21

La mission de dénicher un compagnon convenable pour Tobin se révéla beaucoup plus ardue qu’Iya ne s’y était d’abord attendue.

Les gosses en général, elle n’en était pas particulièrement folle. Les seuls auxquels elle avait eu plus ou moins à faire depuis des décennies étaient a priori des magiciens-nés. La banalité n’était la qualité première d’aucun de ses disciples et, avec un peu d’exercice, leurs dons ne tardaient guère à jeter des éclairs. Ces enfants-là lui faisaient revivre ses premiers pas personnels, ses premiers essais, triomphes, désappointements ; et elle partageait leur exultation quand ils découvraient le caractère unique et la singularité de leurs propres pouvoirs. Qu’il n’y en eût pas deux d’identiques pour la puissance ou les talents, cela lui était parfaitement égal. Ce qui la faisait jubiler, c’était de repérer le filon personnel d’un novice et puis de le lui faire exploiter jusqu’au cœur.

Mais là, pour le coup ... À chercher durant des semaines qui, en s’étirant lamentablement, finissaient par faire un mois, son opinion sur les gosses ordinaires ne s’était guère améliorée. Des gosses, il en poussait certes à foison chez ces noblaillons de province, mais pas un seul qui la passionnât plus qu’un rutabaga.

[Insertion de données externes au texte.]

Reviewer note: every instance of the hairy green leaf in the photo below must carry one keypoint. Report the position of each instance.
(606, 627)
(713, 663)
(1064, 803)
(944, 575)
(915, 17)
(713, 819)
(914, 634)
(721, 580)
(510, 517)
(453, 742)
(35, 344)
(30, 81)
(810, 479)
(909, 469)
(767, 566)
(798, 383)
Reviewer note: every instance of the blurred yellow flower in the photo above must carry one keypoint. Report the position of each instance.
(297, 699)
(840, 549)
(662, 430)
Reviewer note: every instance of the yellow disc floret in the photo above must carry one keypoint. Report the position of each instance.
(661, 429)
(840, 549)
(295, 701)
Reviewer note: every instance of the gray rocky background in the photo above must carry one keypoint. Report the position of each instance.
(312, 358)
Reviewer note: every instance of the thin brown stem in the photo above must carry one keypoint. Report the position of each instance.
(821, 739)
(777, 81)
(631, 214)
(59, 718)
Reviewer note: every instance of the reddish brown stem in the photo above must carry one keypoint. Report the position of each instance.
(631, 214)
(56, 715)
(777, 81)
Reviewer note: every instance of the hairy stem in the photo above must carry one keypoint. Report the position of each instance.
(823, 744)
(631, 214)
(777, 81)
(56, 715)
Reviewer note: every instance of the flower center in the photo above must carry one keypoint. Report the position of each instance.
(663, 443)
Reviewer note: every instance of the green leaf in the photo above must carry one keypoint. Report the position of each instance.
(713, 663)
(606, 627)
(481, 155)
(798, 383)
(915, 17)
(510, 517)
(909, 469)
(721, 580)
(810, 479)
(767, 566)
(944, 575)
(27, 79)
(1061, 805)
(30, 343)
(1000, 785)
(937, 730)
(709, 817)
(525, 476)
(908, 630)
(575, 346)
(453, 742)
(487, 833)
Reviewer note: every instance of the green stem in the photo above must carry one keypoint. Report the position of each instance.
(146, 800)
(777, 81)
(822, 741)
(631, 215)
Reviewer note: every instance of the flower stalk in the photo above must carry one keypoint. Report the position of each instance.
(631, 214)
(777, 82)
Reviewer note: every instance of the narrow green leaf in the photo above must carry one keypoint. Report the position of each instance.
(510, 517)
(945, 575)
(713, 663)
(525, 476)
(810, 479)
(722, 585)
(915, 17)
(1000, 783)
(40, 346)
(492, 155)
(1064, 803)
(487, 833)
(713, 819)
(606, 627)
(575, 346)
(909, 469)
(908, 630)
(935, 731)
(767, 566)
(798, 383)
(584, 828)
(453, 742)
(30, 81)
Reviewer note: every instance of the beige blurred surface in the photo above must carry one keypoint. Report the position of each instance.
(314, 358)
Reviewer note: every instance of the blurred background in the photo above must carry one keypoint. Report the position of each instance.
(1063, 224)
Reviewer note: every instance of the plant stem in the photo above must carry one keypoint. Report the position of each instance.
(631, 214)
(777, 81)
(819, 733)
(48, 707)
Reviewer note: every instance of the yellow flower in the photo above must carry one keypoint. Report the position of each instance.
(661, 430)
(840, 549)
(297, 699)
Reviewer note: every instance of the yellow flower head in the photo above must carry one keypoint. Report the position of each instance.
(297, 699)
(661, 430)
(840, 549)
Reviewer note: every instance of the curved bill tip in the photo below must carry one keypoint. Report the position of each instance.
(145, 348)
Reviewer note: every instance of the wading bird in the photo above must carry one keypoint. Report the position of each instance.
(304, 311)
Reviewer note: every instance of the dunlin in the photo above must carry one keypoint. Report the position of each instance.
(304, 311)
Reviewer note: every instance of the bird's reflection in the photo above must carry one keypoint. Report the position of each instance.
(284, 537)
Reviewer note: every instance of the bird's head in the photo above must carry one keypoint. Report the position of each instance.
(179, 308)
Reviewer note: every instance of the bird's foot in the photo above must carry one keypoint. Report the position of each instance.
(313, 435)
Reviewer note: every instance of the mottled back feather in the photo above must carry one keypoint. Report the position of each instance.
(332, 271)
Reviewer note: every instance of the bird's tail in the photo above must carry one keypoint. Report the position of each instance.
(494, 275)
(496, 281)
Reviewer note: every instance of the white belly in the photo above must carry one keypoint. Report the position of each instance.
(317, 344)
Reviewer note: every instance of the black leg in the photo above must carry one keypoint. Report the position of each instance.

Lord Evir, chez qui elle s’était présentée en premier, avait six beaux gars, dont deux aptes et d’âge à servir, hormis qu’ils étaient aussi lumineux que des taupes et aussi fins et vifs que des veaux.

Elle se rendit ensuite sur les grands domaines de lady Morial où sa mémoire avait enregistré un certain nombre de naissances. Cette bonne veuve avait bien un fils de dix ans tout juste et qui semblait assez vivant, mais l’esprit d’Iya n’eut qu’à frôler le sien pour le découvrir tout souillé déjà par l’envie et la cupidité. Et comment servir un prince - ou une reine - loyalement si l’on en convoitait la position ?

Elle poursuivit donc son voyage en remontant à toutes petites étapes l’épine dorsale de Skala qui se révéla fourmiller d’autres rutabagas, taupes et vipères à venir. Elle ne se trouvait plus qu’à une semaine de cheval d’Ero quand survinrent les premières pluies de Rhythin. Elle continua ses vagabondages, en dépit du froid, de la bruine et la brume, non sans se proposer cette fois pour destination la demeure de lord Jorvaï de Colath, qu’elle avait connu jeune homme.

Deux jours plus tard, l’après-midi touchait à sa fin sans que s’aperçoive l’ombre d’un manoir ou d’un quelconque abri quand, brusquement, la route boueuse qu’elle suivait vint buter sur un cours d’eau en crue. Et elle eut beau tenter d’y pousser sa jument, celle-ci fit un écart et refusa l’obstacle.

« Enfer et damnation ! » sacra-t-elle en constatant qu’elle se trouvait entourée de collines toutes plus désertes les unes que les autres.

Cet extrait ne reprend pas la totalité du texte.